Washington's decision to encourage Tokyo's military expansion could upset Korea and other neighboring countries, which worry about resurgent Japan's militarism, the New York Times said Friday.
"Despite the benefits for the United States, the efforts by Japan to enhance its military capabilities present the Obama administration with a conundrum. While American officials have welcomed Japan's willingness to shoulder a larger share of the region's security burden, those moves have been watched warily in Korea, another key American defense partner," the paper said.

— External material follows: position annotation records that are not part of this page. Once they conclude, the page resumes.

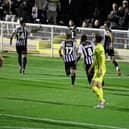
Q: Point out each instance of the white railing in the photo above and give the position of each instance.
(45, 39)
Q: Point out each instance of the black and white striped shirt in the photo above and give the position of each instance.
(86, 48)
(21, 36)
(69, 49)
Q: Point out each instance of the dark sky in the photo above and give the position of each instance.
(80, 9)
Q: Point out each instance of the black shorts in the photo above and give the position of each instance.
(89, 76)
(109, 51)
(68, 66)
(21, 49)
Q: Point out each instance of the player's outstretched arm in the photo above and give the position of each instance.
(11, 38)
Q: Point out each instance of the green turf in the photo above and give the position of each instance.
(43, 98)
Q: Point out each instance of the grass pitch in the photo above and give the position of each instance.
(43, 99)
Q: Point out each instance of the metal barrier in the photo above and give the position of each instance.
(45, 39)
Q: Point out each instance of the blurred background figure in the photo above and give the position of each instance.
(53, 7)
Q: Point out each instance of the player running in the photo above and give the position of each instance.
(99, 71)
(67, 51)
(108, 46)
(86, 49)
(21, 34)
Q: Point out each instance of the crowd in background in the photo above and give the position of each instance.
(57, 12)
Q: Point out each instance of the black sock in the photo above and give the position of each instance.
(24, 62)
(20, 60)
(73, 78)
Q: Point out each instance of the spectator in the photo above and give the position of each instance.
(85, 23)
(96, 24)
(53, 7)
(34, 13)
(113, 17)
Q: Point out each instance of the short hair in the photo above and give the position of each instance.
(98, 38)
(83, 38)
(21, 20)
(108, 24)
(68, 35)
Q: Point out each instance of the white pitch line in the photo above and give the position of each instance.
(69, 123)
(17, 127)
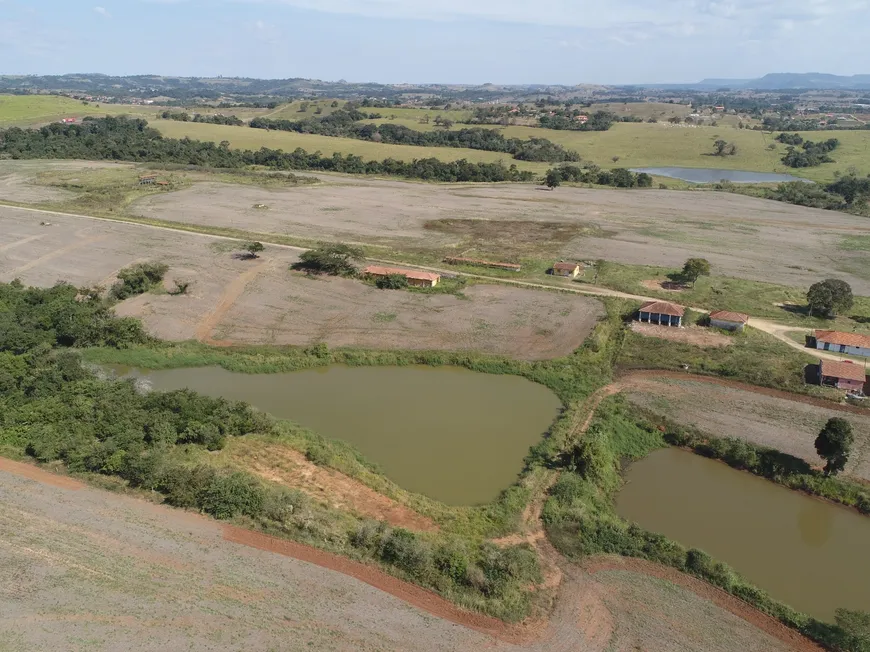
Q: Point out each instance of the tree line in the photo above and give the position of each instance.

Tensions between Korea and Japan over Tokyo's lurch to the far right mean that the U.S. "has struggled to get its two closest Asian allies to conduct even low-level military cooperation. The agreement on Thursday called specifically for trilateral cooperation between the United States, Korea and Japan to face common threats, like North Korea's nuclear program."
China has voiced similar worries. A Chinese Foreign Ministry spokesman said in a statement that Japan-U.S. alliance is no more than a bilateral arrangement and should not go beyond its bilateral scope.
The spokesman added that the parties involved should work to contribute more to regional peace and stability and promote mutual trust.
Washington agrees that Tokyo should be able to assist other allied nations in case of an emergency, exercising a right to so-called collective self-defense which its current postwar constitution rules out. The U.S. appears not to have discussed the matter with neighboring countries.